Every Jewish holiday is opening day for a new season of spirituality. Every holiday is a fresh encounter with a familiar experience and new opportunity for insight, for personal growth and for reaching new levels of spirituality. At the same time, no two holidays are alike. Each comes with its own distinct opportunities and potential. Each calls our minds to consider and contemplate particular ideas; each asks us to assess and further develop aspects of our character; each asks us to pause and reflect upon life through a uniquely Jewish lens; and each calls out to our souls and asks us to lift our eyes, discover the presence of God in our lives and strive to become more of who we want to be and who we can be.

Every holiday is a season brimming with fresh opportunities.
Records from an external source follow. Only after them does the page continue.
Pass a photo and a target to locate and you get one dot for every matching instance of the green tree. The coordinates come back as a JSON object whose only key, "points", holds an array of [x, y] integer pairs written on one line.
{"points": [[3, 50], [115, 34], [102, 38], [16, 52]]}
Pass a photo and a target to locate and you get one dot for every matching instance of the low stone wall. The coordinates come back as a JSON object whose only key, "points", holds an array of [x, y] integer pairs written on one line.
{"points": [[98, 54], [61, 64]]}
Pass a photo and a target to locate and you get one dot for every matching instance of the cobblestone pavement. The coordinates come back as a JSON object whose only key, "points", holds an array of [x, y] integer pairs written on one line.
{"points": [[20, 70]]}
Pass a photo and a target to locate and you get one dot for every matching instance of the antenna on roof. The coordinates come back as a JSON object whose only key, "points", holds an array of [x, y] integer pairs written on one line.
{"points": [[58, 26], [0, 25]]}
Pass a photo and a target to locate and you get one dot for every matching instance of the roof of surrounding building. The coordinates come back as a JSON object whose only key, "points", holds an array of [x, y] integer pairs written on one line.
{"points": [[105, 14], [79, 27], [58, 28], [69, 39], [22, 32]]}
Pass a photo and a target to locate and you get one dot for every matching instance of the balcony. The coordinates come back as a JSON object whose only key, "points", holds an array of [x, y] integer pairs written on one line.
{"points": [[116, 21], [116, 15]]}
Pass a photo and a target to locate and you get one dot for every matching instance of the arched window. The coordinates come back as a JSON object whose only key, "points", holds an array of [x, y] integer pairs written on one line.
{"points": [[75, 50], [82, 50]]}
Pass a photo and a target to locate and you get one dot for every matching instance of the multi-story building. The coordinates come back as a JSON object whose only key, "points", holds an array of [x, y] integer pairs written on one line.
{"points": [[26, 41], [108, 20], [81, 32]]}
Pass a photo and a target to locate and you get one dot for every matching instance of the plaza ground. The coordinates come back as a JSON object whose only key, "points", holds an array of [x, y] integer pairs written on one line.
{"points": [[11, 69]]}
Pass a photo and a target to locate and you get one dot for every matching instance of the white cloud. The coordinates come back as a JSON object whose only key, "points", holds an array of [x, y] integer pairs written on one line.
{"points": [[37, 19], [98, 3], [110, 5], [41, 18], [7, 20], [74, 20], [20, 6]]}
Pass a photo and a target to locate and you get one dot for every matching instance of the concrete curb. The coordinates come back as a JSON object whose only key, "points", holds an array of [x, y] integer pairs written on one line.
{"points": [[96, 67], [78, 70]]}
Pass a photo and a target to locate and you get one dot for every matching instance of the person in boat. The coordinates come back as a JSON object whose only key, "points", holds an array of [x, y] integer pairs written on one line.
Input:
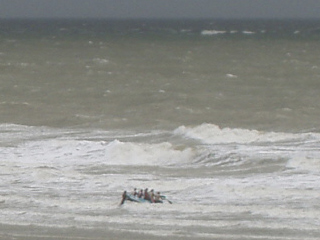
{"points": [[140, 194], [147, 195], [134, 193], [124, 197], [158, 198], [152, 196]]}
The Passover Seder is opening day for the season of freedom. The first time someone walks into a sukkah it’s opening day for the season of joy. The lighting of the first Chanukah candle is opening day for the season of soulful living.

Chanukah is about two ever present forces: darkness and light. It’s about a struggle between two world shaping ideologies: Hellenism and Judaism. It’s about the imperceptible human spark that enables people to reach far beyond their perceived limitations. It’s about the power in a diminutive flame to banish an enormous darkness. It’s about a tiny people that is able to overcome the most daunting of foes.
Chanukah is about the awesome subtleness of life. It’s about how little things can make a profound difference, and it’s about discovering the soul in the flame, the soul in everyday life and the power of the Jewish soul in history.

Presents are wonderful-to give and to receive. And latkes-well, to many of us they are the taste of heaven itself. The goal of this book is to introduce you to dimensions of Chanukah that will broaden the parameters of your holiday experience. In so doing it is my hope that you will discover a new, more spiritually inspiring context that will give new meaning to Chanukah, and even to its presents, and add a fresh taste to every batch of latkes.